Une cinquantaine d'enfants déjeunent ici tous les matins. Certains n'ont pas soupé la veille. Il n'y avait rien dans le réfrigérateur ou personne pour préparer le repas.

Le midi, l'organisme communautaire La Relance distribue des repas pour 1$. Près de la moitié des enfants de l'école sont inscrits à cette mesure.

Les autres apportent leur lunch. Une fillette ouvre son thermos qui répand aussitôt des effluves appétissants. À côté, un garçon se contente de deux tranches de pain blanc tartinées de confiture aux fraises.

Selon les statistiques du Comité de gestion de la taxe scolaire de l'île de Montréal, qui verse des subventions aux écoles dans le besoin, l'école Champlain gagne la triste palme de l'école la plus défavorisée de la métropole.
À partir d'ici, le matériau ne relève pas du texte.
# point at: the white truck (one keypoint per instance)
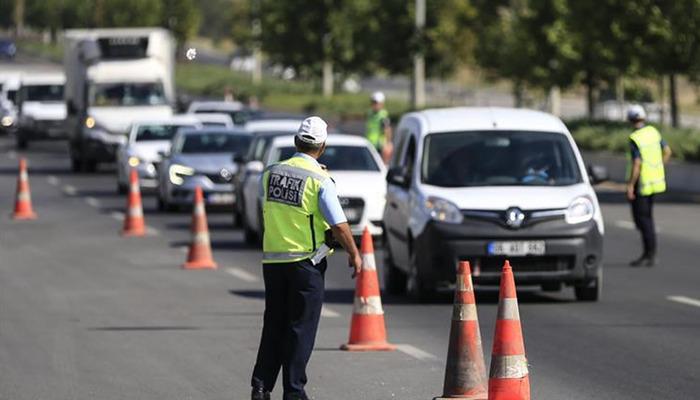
(114, 76)
(41, 111)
Un calcul administratif qui blesse parfois les gens du quartier, fatigués d'être catalogués comme des «pauvres». Mais personne ne nie la réalité.
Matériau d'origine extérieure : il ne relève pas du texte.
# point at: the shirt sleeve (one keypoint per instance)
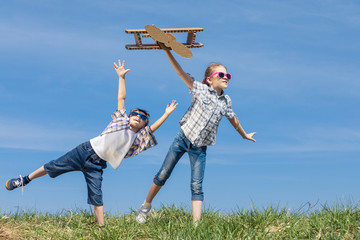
(198, 87)
(229, 111)
(145, 139)
(120, 113)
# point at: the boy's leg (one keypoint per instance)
(99, 215)
(23, 181)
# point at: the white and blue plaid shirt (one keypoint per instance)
(201, 120)
(144, 140)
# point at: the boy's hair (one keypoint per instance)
(144, 112)
(209, 70)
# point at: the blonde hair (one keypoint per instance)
(210, 70)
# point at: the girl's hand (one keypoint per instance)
(171, 107)
(120, 70)
(249, 136)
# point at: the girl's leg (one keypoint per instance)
(197, 205)
(37, 173)
(154, 189)
(99, 215)
(197, 156)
Avant d'enseigner des notions de français ou de mathématiques, les enseignants ont toujours à l'esprit le bien-être physique des enfants.

«Entre le 20 et le 1er de chaque mois, c'est généralement plus difficile. On n'intervient pas de la même façon quand un jeune a un problème de comportement. On va d'abord s'assurer qu'il n'a pas faim, qu'il n'a pas mal à la tête», explique Sylvie Harvey, technicienne en éducation spécialisée.
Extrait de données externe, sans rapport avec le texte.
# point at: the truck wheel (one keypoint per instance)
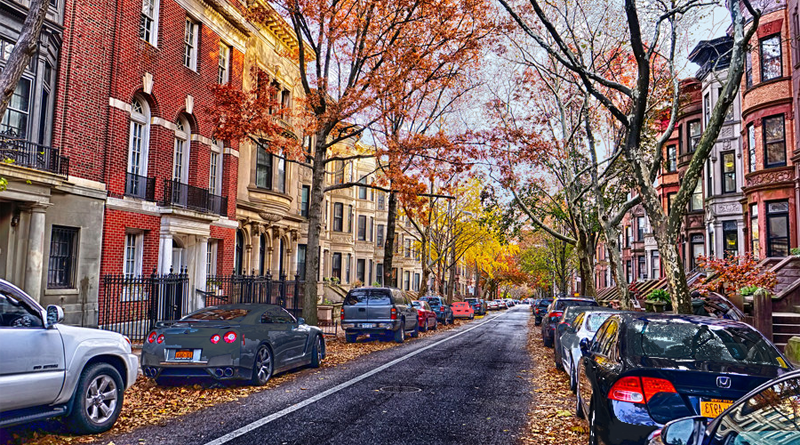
(97, 400)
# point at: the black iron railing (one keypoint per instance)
(131, 305)
(140, 187)
(190, 197)
(31, 155)
(229, 289)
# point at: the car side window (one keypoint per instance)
(576, 325)
(15, 314)
(277, 315)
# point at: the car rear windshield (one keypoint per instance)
(594, 321)
(217, 314)
(367, 297)
(568, 303)
(686, 341)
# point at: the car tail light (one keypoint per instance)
(627, 389)
(229, 337)
(653, 386)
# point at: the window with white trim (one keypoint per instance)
(133, 254)
(211, 258)
(139, 140)
(223, 70)
(148, 24)
(180, 160)
(215, 168)
(190, 44)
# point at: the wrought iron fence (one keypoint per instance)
(263, 289)
(131, 305)
(140, 187)
(31, 155)
(194, 198)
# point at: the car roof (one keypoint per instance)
(695, 319)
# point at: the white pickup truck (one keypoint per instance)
(52, 370)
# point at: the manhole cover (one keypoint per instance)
(400, 389)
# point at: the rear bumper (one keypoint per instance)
(381, 326)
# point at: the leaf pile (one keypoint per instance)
(147, 404)
(551, 416)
Parfois, certains se questionnent pour savoir si l'école en fait trop, en déchargeant les parents au passage. «Ce n'est pas la vraie vie. Oui, on peut aider les gens, mais il faut aussi les aider à s'en sortir. En leur donnant tout, ils restent dans leur milieu», constate Nathalie Perreault, qui enseigne en 1re année.

L'école traîne aussi une étiquette dont elle tente de se défaire. Centre-Sud a déjà été un quartier où la violence et la toxicomanie se voyaient dans les rues.

L'école est construite à proximité de l'ancienne prison Parthenais et d'un ancien repaire de motards. Dans la cour, les enseignants ont déjà séparé des parents qui se battaient.

La situation a bien changé. Il n'y a plus de bagarres à la récréation. Les élèves s'amusent plutôt avec des cerceaux et des ballons. Le moindre geste d'intimidation est vite repéré. Dans les couloirs, les élèves sont polis et souriants.

Cette bonne humeur généralisée se fait sentir jusqu'au salon du personnel. Le midi, la grande table est remplie et le local résonne de rires et de taquineries.

Dans cette joyeuse atmosphère, les parents s'y retrouvent aussi. Enfant, Karine Trudel a fréquenté l'école. Ses soeurs aussi. Son frère y est toujours. Elle ne souhaitait rien d'autre pour ses filles, en 4e année et en maternelle.

«Il y a un grand sentiment d'appartenance», dit-elle en louangeant le personnel et la directrice, ancienne enseignante de l'école.

D'un grand sourire, Julie Marisseau acquiesce. Cette mère de trois enfants, dont la plus jeune fréquente toujours l'école Champlain, s'est engagée comme bénévole pendant plusieurs années, notamment comme parent accompagnateur au karaté et pendant les sorties. «Pour nous, c'est carrément devenu une deuxième famille.»